For entry into the cluster analysis, the percentage of energy contributed by each of the 20 food groups was selected as input variable. Cluster construction was based on Ward’s minimum variance criterion80, while the squared Euclidian distance was used as a dissimilarity measure67. The food-group data were transformed into standardized z scores, before clustering, so that they had equal weights when distances were computed72. The theoretical background for adopting the above mentioned methodological scheme for HCA is reported by Taxidis et al.81.

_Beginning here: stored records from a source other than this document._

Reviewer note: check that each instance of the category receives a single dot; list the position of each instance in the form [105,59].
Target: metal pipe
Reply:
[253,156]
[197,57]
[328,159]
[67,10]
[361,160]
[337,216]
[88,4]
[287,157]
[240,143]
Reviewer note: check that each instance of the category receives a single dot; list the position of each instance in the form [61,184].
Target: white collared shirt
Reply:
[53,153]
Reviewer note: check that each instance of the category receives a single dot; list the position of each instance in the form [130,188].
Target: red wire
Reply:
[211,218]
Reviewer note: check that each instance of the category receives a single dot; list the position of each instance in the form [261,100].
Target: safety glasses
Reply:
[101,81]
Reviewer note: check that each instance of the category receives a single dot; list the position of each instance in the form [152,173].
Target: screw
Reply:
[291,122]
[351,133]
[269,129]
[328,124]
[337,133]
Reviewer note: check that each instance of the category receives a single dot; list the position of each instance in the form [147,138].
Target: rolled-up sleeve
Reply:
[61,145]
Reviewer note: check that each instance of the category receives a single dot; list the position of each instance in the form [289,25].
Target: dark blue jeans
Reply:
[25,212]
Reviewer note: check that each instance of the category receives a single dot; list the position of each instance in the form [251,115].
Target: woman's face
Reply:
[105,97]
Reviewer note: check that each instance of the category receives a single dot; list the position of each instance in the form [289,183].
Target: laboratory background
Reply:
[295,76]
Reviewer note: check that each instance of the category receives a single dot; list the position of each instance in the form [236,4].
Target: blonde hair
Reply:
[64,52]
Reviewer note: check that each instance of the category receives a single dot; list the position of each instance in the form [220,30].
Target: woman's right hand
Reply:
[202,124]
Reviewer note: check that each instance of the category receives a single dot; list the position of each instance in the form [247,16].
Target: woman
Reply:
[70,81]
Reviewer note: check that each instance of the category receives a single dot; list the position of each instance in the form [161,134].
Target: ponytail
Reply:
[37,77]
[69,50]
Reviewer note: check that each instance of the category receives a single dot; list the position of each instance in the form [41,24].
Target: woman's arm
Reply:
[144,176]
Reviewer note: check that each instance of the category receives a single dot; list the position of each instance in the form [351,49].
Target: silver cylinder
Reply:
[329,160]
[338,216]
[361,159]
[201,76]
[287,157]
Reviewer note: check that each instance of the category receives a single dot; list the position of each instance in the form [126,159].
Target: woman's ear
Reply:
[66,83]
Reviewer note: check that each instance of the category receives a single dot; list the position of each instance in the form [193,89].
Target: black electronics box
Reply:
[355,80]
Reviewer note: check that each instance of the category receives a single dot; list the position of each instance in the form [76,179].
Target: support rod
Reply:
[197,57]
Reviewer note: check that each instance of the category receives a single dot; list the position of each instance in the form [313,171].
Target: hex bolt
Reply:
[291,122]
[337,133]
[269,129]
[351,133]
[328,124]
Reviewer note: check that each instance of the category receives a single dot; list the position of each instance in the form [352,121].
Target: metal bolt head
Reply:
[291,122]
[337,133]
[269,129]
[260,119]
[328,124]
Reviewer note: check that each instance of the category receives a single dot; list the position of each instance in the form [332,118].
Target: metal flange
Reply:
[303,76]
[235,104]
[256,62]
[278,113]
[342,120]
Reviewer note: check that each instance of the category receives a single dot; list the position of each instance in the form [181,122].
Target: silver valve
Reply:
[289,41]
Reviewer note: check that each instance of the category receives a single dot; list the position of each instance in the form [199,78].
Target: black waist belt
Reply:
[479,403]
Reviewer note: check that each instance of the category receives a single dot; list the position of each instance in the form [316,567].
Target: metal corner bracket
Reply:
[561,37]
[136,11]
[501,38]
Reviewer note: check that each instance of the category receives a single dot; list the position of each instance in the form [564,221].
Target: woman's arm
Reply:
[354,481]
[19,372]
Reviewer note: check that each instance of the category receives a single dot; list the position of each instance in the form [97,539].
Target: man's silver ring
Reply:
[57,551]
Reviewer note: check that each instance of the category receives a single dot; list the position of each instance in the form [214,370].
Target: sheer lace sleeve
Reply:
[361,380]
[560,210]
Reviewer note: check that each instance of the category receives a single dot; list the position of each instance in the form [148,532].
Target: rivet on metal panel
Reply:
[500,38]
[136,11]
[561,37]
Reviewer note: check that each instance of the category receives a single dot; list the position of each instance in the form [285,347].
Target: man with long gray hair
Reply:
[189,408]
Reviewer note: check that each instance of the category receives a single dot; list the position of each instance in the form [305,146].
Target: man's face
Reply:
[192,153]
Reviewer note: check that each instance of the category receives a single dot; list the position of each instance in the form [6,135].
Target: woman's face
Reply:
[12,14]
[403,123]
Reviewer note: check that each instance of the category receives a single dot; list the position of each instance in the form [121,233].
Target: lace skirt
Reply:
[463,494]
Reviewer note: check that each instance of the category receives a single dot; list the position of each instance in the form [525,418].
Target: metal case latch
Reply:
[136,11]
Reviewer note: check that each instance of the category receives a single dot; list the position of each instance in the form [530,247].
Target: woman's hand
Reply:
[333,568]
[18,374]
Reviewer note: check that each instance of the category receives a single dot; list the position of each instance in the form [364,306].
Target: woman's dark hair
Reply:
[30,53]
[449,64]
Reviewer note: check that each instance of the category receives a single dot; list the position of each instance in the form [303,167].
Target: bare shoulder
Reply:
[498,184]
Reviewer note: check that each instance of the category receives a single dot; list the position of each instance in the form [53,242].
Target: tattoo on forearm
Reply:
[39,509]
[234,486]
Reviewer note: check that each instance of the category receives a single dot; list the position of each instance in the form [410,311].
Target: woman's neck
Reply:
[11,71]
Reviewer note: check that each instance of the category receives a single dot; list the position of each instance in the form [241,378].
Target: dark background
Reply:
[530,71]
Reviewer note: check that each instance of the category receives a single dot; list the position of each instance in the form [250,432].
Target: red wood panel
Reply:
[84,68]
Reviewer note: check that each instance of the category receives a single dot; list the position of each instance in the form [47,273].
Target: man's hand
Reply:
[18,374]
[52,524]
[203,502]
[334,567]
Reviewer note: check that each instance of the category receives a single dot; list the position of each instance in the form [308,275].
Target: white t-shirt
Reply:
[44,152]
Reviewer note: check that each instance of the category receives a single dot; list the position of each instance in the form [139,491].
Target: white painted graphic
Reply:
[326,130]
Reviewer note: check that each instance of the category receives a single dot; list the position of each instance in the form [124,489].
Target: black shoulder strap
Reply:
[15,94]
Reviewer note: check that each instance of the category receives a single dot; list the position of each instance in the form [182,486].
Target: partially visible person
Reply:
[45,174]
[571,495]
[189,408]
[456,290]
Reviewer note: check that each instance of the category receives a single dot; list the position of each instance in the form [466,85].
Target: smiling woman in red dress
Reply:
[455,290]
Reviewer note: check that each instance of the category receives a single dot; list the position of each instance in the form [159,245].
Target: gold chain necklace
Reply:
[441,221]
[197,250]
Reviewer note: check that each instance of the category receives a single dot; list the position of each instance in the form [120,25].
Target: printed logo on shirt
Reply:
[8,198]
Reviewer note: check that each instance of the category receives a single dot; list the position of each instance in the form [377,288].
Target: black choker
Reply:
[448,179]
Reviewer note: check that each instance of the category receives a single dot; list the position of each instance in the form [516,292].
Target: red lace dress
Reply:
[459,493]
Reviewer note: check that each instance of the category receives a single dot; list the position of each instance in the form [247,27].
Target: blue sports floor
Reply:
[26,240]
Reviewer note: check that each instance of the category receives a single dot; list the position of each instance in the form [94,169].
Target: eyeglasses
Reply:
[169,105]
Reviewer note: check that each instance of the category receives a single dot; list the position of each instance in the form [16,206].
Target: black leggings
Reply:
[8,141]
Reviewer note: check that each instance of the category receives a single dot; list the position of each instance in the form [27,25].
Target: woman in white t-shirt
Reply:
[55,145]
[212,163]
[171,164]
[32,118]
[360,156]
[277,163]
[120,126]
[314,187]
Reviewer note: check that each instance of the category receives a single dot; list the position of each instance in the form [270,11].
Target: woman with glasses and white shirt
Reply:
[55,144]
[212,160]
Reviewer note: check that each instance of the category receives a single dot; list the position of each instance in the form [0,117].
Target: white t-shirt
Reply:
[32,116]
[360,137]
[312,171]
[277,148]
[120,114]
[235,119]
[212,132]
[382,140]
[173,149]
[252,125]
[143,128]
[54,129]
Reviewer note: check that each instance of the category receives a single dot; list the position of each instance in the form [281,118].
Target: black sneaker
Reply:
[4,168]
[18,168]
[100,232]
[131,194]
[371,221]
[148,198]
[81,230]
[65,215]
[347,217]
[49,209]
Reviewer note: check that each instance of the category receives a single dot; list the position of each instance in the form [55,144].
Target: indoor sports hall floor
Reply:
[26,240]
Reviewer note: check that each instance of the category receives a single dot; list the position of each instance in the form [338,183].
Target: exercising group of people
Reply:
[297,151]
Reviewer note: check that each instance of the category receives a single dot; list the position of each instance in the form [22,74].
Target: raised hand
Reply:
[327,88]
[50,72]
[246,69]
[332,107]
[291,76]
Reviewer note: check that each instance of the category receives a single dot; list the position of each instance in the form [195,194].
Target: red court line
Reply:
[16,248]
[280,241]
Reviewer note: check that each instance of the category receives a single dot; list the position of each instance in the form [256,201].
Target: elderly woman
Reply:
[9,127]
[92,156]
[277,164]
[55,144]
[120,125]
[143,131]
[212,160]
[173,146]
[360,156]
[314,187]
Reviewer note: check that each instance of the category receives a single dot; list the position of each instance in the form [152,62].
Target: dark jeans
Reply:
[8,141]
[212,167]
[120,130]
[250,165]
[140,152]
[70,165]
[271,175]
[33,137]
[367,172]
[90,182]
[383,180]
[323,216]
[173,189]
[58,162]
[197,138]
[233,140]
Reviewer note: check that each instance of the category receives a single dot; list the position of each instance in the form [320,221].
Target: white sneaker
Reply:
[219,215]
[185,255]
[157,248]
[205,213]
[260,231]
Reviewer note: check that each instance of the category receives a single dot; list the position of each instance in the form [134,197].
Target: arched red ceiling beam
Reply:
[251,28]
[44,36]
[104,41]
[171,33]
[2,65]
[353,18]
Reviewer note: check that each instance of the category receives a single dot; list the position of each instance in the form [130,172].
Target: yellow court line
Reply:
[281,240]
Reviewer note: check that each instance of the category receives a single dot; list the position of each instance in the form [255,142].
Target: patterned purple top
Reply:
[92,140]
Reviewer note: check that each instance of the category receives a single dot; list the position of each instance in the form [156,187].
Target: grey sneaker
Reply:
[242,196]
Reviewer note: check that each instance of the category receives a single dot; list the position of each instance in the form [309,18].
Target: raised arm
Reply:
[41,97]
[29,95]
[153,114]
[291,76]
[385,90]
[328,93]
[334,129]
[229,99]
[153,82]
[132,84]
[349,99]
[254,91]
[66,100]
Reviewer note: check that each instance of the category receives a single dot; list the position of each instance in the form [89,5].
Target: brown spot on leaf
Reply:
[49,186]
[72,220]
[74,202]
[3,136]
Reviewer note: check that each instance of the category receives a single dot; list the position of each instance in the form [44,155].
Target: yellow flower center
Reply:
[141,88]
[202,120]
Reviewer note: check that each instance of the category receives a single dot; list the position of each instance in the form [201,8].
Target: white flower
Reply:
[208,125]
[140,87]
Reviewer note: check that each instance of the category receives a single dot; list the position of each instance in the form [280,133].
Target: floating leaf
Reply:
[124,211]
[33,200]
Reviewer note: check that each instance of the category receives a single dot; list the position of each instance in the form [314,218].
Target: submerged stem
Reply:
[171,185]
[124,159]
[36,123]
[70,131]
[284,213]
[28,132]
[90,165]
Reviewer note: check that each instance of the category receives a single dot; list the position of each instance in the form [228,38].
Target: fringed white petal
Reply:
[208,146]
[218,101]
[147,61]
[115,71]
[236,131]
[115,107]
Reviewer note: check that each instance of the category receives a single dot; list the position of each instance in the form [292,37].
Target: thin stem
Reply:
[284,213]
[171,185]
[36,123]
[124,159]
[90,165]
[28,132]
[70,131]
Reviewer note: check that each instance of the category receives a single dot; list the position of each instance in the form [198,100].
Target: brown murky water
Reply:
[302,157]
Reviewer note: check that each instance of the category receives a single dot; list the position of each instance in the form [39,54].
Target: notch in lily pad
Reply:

Runs of cluster formation were performed to establish the best cluster configuration. Criteria for cluster solutions were nutritional meaningfulness and a reasonable sample size. The solution was confirmed by the tree diagram resulting from the Ward method of cluster analysis. Furthermore, Discriminant Analysis was carried out to examine the classification ability of the cluster solution82. The statistical significance of the final cluster solution was evaluated with the upper-tailed rule, using the Clustan ver. 5.2783.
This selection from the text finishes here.